Neural Networks are a dominant force in machine learning and are responsible for the massive momentum in deep learning in numerous application domains. MAL2 will apply Deep Neural Networks and Unsupervised Learning to advance cybercrime prevention by a) automating the discovery of fraudulent eCommerce and b) evaluating the capabilities of detecting Potentially Harmful Apps (PHAs) in Android operating systems.
Online shopping is commonplace, with 61.6% of Austrians already using this form of commerce. The turnover of the top 250 online shops in Austria in 2016 was € 2.3 billion, which corresponds to growth of around 9 percent compared to the previous year. Ripping of customers through fraudulent eCommerce shops is a rapidly growing area in cybercrime. Since July 2013, the Internet Ombudsman (ÖIAT) offers preventive information and maintains a blacklist on the "Watchlist Internet" portal. Exposing such fake offerings however is a labour intensive, manual task as often, dozens or more of these copies exist at the same time - every week more than 150 new fake online-shops are entered for manual verification. MAL2 provides means for advancing the automation and detection of fake-shop cybersquatting through machine learning technologies by classifying sites based on their structural similarity.
With over two billion monthly active devices, the Android operating system for tablets, phones and smart devices it by far the most widespread mobile operating system in the world. Four million new malware programs were released for this platform in the year 2016. The total market share of exploits that target the Android platform is 21% which makes it the second most targeted platform for running exploit attacks. By Q42016 0.71% of all devices had potentially harmful applications (PHAs) installed. The goal of the project is to train a Neural Network to evaluate the discoverability and explainability of upcoming attack patterns.
Classification capabilities of Neural Networks are heavily reliant on the quality of the underlying datasets, and subsequently dependent even more on the granularity of extracted features. Up to date no web-archive dataset of fraudulent eCommerce sites has been collected and released. MAL2 will collect/harvest and curate two large-scale Ground-Truth dataset existing of a) malware/benign applications and b) web-archives of fake-shops, to train its machine learning detection models in the application domains.
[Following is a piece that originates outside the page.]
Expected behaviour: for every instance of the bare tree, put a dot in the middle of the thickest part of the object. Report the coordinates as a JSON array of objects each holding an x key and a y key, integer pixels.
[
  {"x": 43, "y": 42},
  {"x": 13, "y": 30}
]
Currently there is a lack of technology supporting an integrated solution of large-scale feature extraction and Neural Network training. The goal of the MAL2 project is (i) to release Open Source framework which provides integrated functionality along the required pipeline – from data extraction, feature composition up to Neural Network training and analysis of results (ii) to execute its components at large-scale within Hadoop and GPU cluster support and (iii) to publish the harvested Ground-Truth dataset, the extracted features as well as the trained Neural Network in both application domains on open data platforms.
The MAL2 project is funded by the Austrian Federal Ministry of Transport, Innovation and Technology (BMVIT) in the 6th call of the Austrian Research Promotion Agency (FFG).